I’ve been tasked at coming up with a standard architecture for us to apply to our future projects. Yeah, I know, there’s no blanket answer for everything, but given the requirements I expect, I think a single architecture can handle 95% of what we’ll be doing and we can deviate/improve as necessary for the other 5%.
Ultimately I don’t yet know what this is going to look like but this is the direction I’m leaning in:
- SQL Server 2008 (R2 later this year) database (our schema with lots of data already exists for much of this)
- Some sort of code generation with customizable extensions for our DAL (be it Entity Framework, OpenAccess, nHibernate, or anything else) – I just don’t want to write it. Since our db already exists and we traditionally make db changes before code changes, this will be generated from our db instead of vice versa.
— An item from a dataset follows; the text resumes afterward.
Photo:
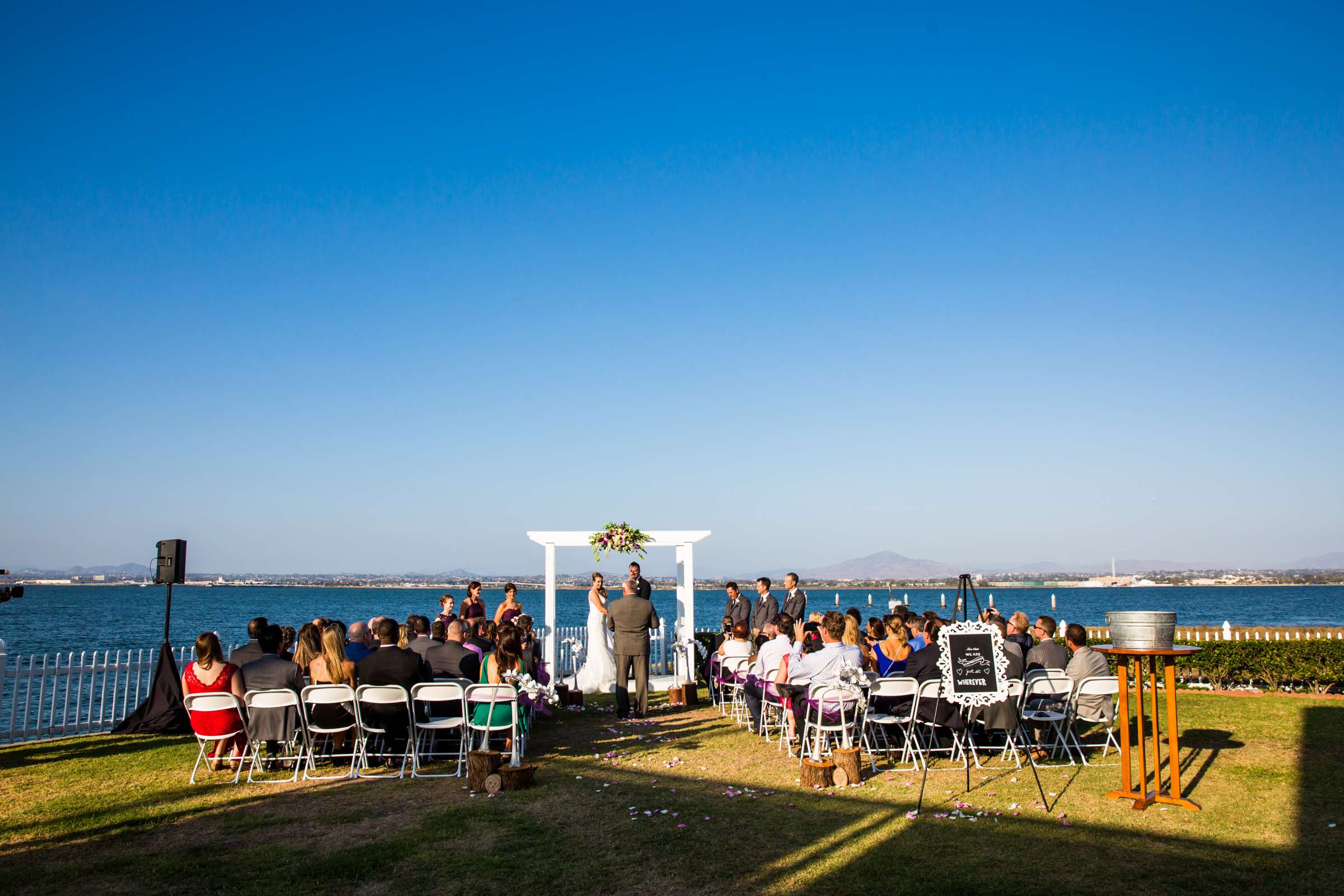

- SOA implementation abstracting away our DAL via WCF
- DDD-based business tier
- SOA implementation abstracting away our business logic via WCF
- Various clients consuming our business logic:
- Various different web applications (some web forms, some MVC, who knows what else) consuming similar business objects but for different audiences.
- RIA services that will be publicly exposed for Silverlight clients and perhaps more later
Other things that I think I’m going to do with this architecture:
- For authentication, I think we’re going to use Active Directory Lightweight Directory Services (AD LDS), formerly called Active Directory Application Mode (ADAM) in Windows Server 2003. LDAP is a bit of a heavy protocol for web authentication but there are reasons for this mostly driven by some systems that will be existing outside of this architecture. Also, we don’t expect to have an overwhelmingly large number of users so this should be manageable as well.
- I want us to have a library to include in our code that provides standard extension methods off of the IIDentity interface to help us with authentication and authorization initiatives. This will be usable within our code and possibly within WCF as well. This will allow maximum code reusability across various environments (WinForms, WebForms, Services, etc.).
- SOA-based abstraction for various other services (sending email, third-party services that we consume, etc.) via WCF wrappers. This will allow us to have several tiny service applications that have little-to-no dependencies upon anything. Also, at some point in the future I think I want to put in some kind of enterprise service bus in here to handle the various disconnected systems and this will help facilitate that when the time comes.
- TDD – I really want this to be strong around the architecture and the base components for it (perhaps with a GNDN reference implementation in it) and as we begin to fill out these architectures, I really want us to have good code coverage.
- Logging and a lot of the security I want WCF to take care of. There will be some internal security that our app needs to take care of, which we’ll use our IIdentity mixins for, but I want as much of the uninteresting stuff to be taken care of by WCF. We’ll see if this happens, though.
So there you have it – my current project to get a reference implementation made for. I can’t promise it but I will see what all I can share for others to use as I get this done. That will mostly depend on whether or not I get to complete it before I need to start implementing our actual applications inside this architecture. For now I’m just throwing together quite a few proof-of-concept applications before I can get this built.